Lent Devotional March 24, 2017


We read about the mother in Matthew 15:
A Canaanite woman from that region came out and was crying, “Have mercy on me, O Lord, Son of David; my daughter is severely oppressed by a demon.”
(Matthew 15:22)
This woman was of Canaanite, not Jewish, descent. Even though she was from outside the family of Abraham, God drew her to worship the promised Savior, Jesus. She identifies him as “Son of David”—a title reserved for the Messiah. This mother believed, and she became an unlikely recipient of God’s mercy.
You may know, though, that her story is more complex than that. It can be a difficult story for modern hearers to understand. In fact, this is probably one of the more challenging accounts in all the Gospels. So, let’s start from the top. Jesus has journeyed to the region of Tyre and Sidon—a non-Jewish region. Enter this Canaanite woman. The Canaanites were known for their worship of idol-gods. In recent years, archeologists have verified much of what the Bible tells us about their violent worship and its horrors.

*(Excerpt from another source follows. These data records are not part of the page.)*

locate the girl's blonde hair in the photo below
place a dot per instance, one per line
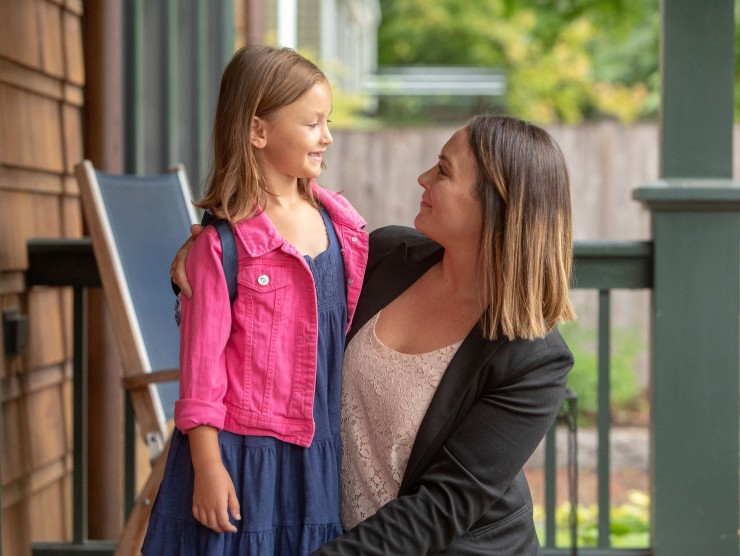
(258, 81)
(526, 247)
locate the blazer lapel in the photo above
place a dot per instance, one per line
(401, 268)
(454, 395)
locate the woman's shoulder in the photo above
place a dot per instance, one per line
(389, 237)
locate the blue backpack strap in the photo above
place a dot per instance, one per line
(230, 259)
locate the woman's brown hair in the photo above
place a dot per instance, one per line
(526, 247)
(258, 81)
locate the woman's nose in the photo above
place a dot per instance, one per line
(328, 139)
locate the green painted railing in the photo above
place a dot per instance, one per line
(604, 267)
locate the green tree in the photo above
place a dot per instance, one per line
(565, 60)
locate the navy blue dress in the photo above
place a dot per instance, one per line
(289, 495)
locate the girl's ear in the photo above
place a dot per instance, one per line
(258, 133)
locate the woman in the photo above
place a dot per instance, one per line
(454, 370)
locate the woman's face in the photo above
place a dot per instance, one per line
(450, 212)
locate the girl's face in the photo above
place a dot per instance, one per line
(293, 140)
(450, 211)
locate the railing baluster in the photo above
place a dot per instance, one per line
(604, 419)
(550, 494)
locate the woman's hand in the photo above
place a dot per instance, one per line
(214, 495)
(177, 269)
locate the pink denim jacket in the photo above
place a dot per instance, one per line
(251, 369)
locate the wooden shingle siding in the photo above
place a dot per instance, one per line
(41, 97)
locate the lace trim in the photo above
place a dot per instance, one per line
(385, 395)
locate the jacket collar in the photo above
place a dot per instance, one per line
(401, 268)
(259, 236)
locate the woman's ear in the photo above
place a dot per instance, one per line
(258, 133)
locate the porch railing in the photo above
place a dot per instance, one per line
(604, 267)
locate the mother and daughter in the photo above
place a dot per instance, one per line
(412, 440)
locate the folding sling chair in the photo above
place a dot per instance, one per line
(136, 224)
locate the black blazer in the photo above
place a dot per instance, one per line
(464, 491)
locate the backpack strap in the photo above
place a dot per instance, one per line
(230, 259)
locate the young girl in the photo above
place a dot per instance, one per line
(254, 463)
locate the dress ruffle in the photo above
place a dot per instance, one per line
(288, 495)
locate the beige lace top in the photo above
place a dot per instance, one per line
(384, 397)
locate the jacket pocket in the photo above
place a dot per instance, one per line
(264, 292)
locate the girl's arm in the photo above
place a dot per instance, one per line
(476, 465)
(213, 491)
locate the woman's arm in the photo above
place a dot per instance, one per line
(177, 268)
(476, 465)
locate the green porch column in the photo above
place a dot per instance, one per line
(696, 298)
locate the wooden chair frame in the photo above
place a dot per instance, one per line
(139, 379)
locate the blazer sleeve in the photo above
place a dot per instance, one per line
(478, 461)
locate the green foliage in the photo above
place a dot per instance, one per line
(565, 60)
(626, 396)
(630, 523)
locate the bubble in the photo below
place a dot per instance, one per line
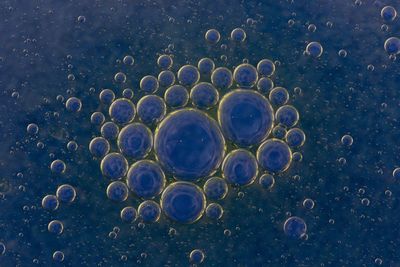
(267, 181)
(347, 140)
(295, 227)
(106, 96)
(117, 191)
(206, 66)
(264, 85)
(58, 166)
(314, 49)
(308, 203)
(97, 118)
(128, 60)
(151, 109)
(176, 96)
(58, 256)
(120, 77)
(164, 62)
(240, 167)
(50, 202)
(274, 156)
(55, 227)
(215, 188)
(188, 75)
(396, 173)
(204, 95)
(287, 116)
(66, 193)
(135, 141)
(238, 35)
(122, 111)
(183, 202)
(222, 78)
(234, 112)
(266, 67)
(189, 144)
(212, 36)
(128, 214)
(32, 129)
(295, 137)
(149, 211)
(388, 13)
(166, 78)
(149, 84)
(73, 104)
(109, 130)
(279, 96)
(245, 75)
(146, 179)
(99, 147)
(214, 211)
(114, 166)
(127, 93)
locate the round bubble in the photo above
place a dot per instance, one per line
(295, 227)
(151, 109)
(66, 193)
(206, 66)
(99, 147)
(245, 75)
(122, 111)
(278, 96)
(392, 45)
(274, 156)
(287, 116)
(58, 166)
(212, 36)
(238, 35)
(188, 75)
(164, 62)
(166, 78)
(149, 211)
(106, 96)
(55, 227)
(73, 104)
(240, 167)
(266, 67)
(189, 144)
(97, 118)
(117, 191)
(314, 49)
(196, 256)
(176, 96)
(215, 188)
(135, 141)
(204, 95)
(222, 78)
(388, 13)
(267, 181)
(146, 179)
(109, 130)
(114, 166)
(128, 214)
(149, 84)
(265, 85)
(246, 117)
(32, 129)
(50, 202)
(183, 202)
(295, 137)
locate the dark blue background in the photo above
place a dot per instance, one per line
(339, 96)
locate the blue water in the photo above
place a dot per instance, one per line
(44, 43)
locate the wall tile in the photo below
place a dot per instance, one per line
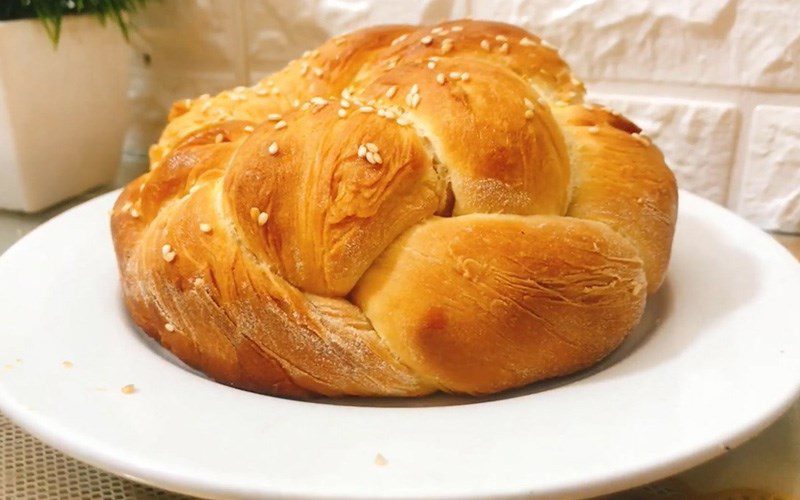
(770, 193)
(718, 42)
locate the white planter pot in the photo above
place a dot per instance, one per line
(63, 112)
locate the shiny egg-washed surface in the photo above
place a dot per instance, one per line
(402, 211)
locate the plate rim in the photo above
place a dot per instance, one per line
(50, 432)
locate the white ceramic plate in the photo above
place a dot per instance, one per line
(716, 359)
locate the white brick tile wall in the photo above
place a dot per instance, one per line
(770, 193)
(754, 43)
(702, 77)
(698, 138)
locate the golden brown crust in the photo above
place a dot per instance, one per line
(403, 210)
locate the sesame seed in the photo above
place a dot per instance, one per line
(399, 39)
(447, 45)
(168, 253)
(548, 45)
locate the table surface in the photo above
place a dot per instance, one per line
(767, 466)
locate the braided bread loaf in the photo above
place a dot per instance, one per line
(401, 211)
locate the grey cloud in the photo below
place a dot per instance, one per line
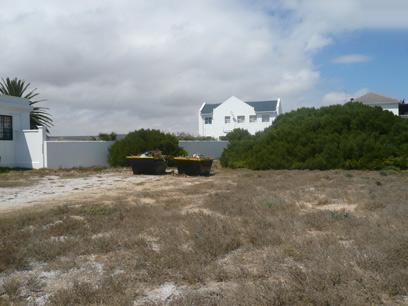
(121, 65)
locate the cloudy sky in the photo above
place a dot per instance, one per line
(120, 65)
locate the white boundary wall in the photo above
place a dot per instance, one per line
(73, 154)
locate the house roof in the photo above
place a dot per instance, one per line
(263, 106)
(374, 98)
(403, 109)
(15, 102)
(259, 106)
(208, 108)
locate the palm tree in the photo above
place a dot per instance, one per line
(20, 88)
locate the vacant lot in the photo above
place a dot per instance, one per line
(236, 238)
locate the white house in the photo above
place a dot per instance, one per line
(386, 103)
(25, 148)
(14, 122)
(217, 120)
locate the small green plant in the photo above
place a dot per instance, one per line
(98, 210)
(141, 141)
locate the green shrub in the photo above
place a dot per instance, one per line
(141, 141)
(107, 137)
(350, 136)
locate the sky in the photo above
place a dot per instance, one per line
(122, 65)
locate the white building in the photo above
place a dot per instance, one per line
(386, 103)
(217, 120)
(14, 122)
(25, 148)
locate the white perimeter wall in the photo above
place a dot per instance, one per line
(72, 154)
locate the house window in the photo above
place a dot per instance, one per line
(6, 127)
(208, 120)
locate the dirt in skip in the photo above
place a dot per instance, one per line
(238, 237)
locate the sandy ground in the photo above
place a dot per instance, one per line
(49, 188)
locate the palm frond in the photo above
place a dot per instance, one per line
(20, 88)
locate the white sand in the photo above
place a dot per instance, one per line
(50, 187)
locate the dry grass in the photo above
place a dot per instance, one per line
(236, 238)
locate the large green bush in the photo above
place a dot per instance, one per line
(350, 136)
(141, 141)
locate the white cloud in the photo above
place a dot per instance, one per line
(119, 65)
(351, 59)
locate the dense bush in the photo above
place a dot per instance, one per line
(141, 141)
(350, 136)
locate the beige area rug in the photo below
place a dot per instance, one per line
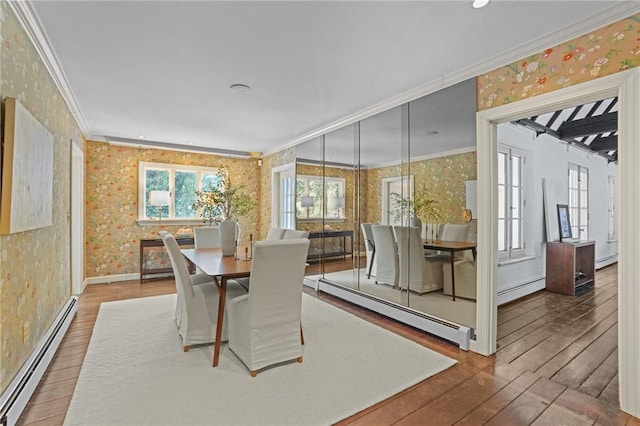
(435, 303)
(135, 372)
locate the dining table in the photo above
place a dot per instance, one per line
(451, 247)
(221, 269)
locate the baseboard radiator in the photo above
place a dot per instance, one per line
(19, 391)
(458, 334)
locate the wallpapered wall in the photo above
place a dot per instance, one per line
(112, 234)
(35, 277)
(444, 176)
(602, 52)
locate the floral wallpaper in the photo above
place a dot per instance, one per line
(602, 52)
(445, 177)
(112, 233)
(35, 279)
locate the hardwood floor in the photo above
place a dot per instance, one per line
(556, 364)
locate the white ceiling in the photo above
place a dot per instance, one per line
(163, 69)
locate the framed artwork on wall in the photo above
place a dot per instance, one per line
(564, 222)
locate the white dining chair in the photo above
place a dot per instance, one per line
(386, 255)
(264, 325)
(197, 304)
(417, 273)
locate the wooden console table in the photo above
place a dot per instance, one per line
(570, 267)
(332, 234)
(157, 242)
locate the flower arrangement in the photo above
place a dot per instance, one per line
(421, 205)
(223, 200)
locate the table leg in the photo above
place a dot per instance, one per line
(453, 277)
(222, 289)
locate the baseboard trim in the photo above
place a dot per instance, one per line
(16, 396)
(454, 333)
(111, 278)
(520, 290)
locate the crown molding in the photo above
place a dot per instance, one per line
(28, 18)
(611, 15)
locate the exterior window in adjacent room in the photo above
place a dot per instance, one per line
(181, 181)
(328, 199)
(579, 201)
(611, 209)
(511, 202)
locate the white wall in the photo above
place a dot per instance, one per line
(549, 158)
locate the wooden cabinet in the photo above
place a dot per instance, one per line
(570, 267)
(162, 268)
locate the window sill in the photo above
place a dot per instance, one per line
(155, 222)
(506, 262)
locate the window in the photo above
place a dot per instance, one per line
(579, 201)
(611, 209)
(181, 181)
(332, 192)
(511, 202)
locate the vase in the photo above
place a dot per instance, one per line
(228, 236)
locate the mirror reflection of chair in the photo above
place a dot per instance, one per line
(464, 269)
(370, 249)
(198, 304)
(386, 255)
(417, 273)
(264, 325)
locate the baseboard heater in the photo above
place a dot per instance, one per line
(458, 334)
(19, 391)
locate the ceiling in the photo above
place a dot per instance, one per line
(163, 69)
(592, 127)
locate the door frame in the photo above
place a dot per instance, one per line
(626, 86)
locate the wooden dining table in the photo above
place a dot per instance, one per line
(221, 268)
(451, 247)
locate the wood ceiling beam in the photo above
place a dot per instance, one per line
(570, 130)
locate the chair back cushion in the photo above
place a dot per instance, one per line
(277, 272)
(275, 234)
(386, 254)
(454, 232)
(206, 237)
(183, 282)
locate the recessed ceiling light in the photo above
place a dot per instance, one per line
(240, 87)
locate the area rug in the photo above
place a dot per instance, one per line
(135, 372)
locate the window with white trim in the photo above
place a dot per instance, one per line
(611, 209)
(579, 201)
(182, 182)
(511, 202)
(333, 192)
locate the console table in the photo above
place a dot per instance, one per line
(157, 242)
(343, 249)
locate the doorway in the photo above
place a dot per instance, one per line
(625, 85)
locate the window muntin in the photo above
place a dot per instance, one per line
(611, 208)
(579, 201)
(182, 181)
(511, 202)
(334, 188)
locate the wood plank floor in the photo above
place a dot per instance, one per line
(556, 364)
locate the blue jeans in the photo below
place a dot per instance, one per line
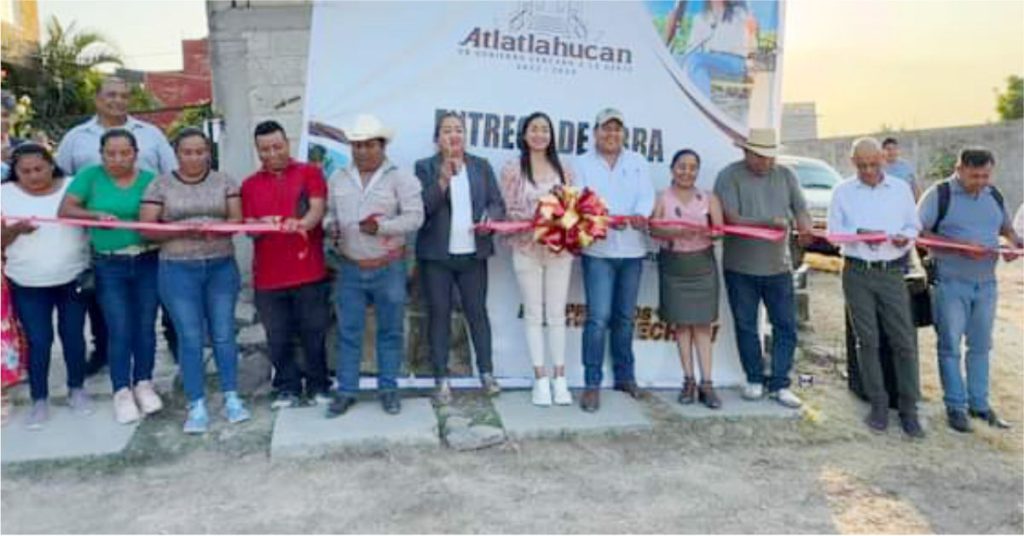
(965, 310)
(201, 296)
(745, 294)
(35, 310)
(385, 289)
(126, 287)
(611, 286)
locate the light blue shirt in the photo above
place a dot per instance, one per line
(887, 207)
(975, 218)
(80, 148)
(900, 169)
(628, 191)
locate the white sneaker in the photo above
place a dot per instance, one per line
(125, 410)
(754, 392)
(561, 388)
(146, 398)
(542, 392)
(786, 398)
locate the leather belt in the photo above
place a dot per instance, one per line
(884, 265)
(378, 262)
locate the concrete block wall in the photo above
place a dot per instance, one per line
(258, 50)
(920, 148)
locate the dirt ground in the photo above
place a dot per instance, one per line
(822, 473)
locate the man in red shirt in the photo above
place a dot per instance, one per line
(289, 274)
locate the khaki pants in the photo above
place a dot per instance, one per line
(878, 299)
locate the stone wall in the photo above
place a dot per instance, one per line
(923, 148)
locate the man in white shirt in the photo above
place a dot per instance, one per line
(611, 268)
(877, 297)
(80, 148)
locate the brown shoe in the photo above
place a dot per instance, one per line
(709, 397)
(689, 393)
(631, 388)
(591, 400)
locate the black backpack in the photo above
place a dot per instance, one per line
(945, 194)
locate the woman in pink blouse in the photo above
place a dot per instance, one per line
(688, 273)
(543, 276)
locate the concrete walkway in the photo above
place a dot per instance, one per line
(733, 406)
(522, 419)
(305, 431)
(67, 435)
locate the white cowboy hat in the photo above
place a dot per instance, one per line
(761, 141)
(368, 127)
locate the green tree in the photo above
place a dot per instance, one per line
(62, 80)
(68, 77)
(1010, 104)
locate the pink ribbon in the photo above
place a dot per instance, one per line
(878, 238)
(771, 235)
(212, 227)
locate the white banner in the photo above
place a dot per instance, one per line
(685, 74)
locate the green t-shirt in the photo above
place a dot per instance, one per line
(96, 191)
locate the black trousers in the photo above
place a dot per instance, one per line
(439, 279)
(301, 311)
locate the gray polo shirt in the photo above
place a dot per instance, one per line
(970, 218)
(80, 147)
(758, 199)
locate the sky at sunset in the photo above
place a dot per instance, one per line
(907, 64)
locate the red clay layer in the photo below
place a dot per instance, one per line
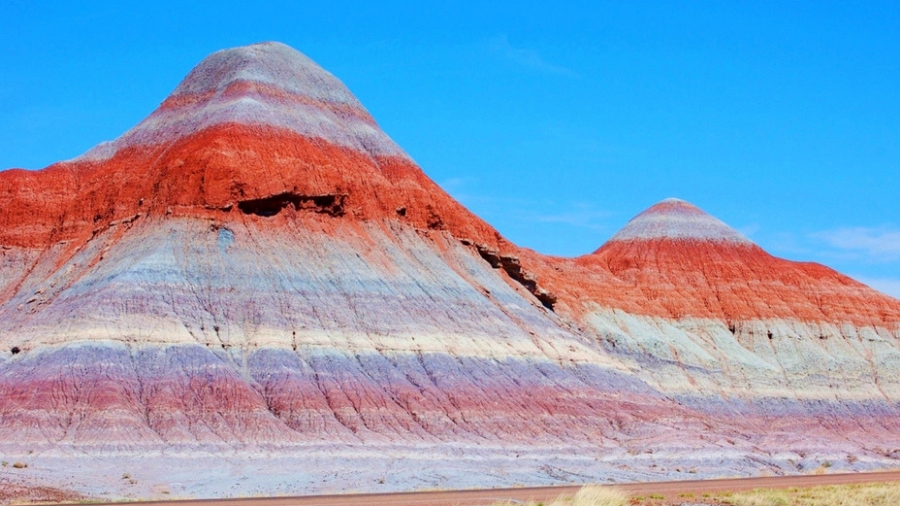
(210, 173)
(213, 171)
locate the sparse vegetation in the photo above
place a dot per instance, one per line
(881, 494)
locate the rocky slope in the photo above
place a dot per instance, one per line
(257, 265)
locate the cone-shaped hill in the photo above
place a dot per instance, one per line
(257, 269)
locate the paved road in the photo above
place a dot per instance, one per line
(483, 497)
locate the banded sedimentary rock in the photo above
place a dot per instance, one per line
(257, 263)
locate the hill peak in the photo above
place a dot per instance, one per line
(268, 63)
(261, 85)
(677, 219)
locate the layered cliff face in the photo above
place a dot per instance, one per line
(257, 263)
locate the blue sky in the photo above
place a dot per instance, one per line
(555, 124)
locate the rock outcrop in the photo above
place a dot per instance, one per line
(257, 264)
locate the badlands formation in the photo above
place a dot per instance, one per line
(256, 291)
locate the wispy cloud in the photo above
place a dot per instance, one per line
(526, 57)
(879, 244)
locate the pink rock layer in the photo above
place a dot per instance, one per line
(256, 263)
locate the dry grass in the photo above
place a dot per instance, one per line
(881, 494)
(587, 496)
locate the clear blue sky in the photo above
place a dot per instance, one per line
(556, 124)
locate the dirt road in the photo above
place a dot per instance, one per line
(483, 497)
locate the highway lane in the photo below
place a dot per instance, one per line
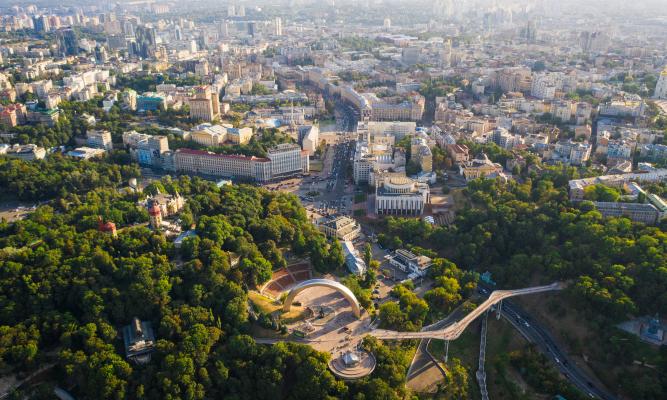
(455, 330)
(538, 335)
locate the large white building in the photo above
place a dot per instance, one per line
(99, 140)
(661, 86)
(309, 136)
(226, 165)
(282, 161)
(214, 135)
(287, 160)
(401, 196)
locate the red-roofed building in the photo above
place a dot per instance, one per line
(155, 215)
(108, 227)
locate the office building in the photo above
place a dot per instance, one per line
(99, 140)
(151, 102)
(214, 135)
(205, 105)
(41, 23)
(637, 212)
(578, 186)
(148, 150)
(279, 26)
(145, 44)
(288, 160)
(661, 86)
(309, 138)
(341, 227)
(410, 263)
(480, 167)
(222, 165)
(355, 264)
(68, 43)
(129, 98)
(27, 152)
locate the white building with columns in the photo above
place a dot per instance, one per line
(401, 196)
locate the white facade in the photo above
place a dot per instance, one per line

Still, this woman comes to Jesus. She begs him for help. The disciples try to intervene. They tell Jesus, “Send her away, for she is crying out after us.” Jesus seems to pile on, saying, “I was sent only to the lost sheep of the house of Israel” (Matthew 15:23-24).
It’s as though the Lord was saying, “I am not some wandering miracle worker, some itinerant healer to the nations. I was sent to be Israel’s Messiah, to heal the lost sheep of the house of Israel.”
Even then, the woman does not go away. Instead, she comes back, begging, “Lord, help me” (v. 25). But Jesus rebuffs her yet again: “It is not right to take the children’s bread and throw it to the dogs” (Matthew 15:26).
Her response is nothing short of astonishing. It is hard to amaze Jesus, but this woman does it! She sets herself unconditionally under Christ’s lordship, at the feet of God’s mercy, saying, “Yes, Lord, yet even the dogs eat the crumbs that fall from their master’s table” (Matthew 15:27).
Note: She asks for just a crumb of mercy. She knows who Jesus is: Lord and Son of David. She knows the purpose for which God sent Jesus: to save the lost sheep of Israel. And still she worships Jesus, asking for a crumb of mercy, knowing it will be more than enough for her. The Lord has drawn from her a firm declaration of faith. A Canaanite by birth, she is now—by rebirth—a member of the family of faith. The Holy Spirit has given her new life, eternal life!
Now let me ask you some serious questions:

  • How about you? Have you unconditionally placed yourself under the lordship of Jesus Christ? Or do you try to set limits on what Jesus can and cannot do in your life?
  • Do you unconditionally worship Jesus on his terms, not your own?
  • Do you unconditionally surrender your calendar, your relationships, your bank accounts—your life—to Jesus? No strings attached? No stipulations as to what is in bounds and what is out of bounds?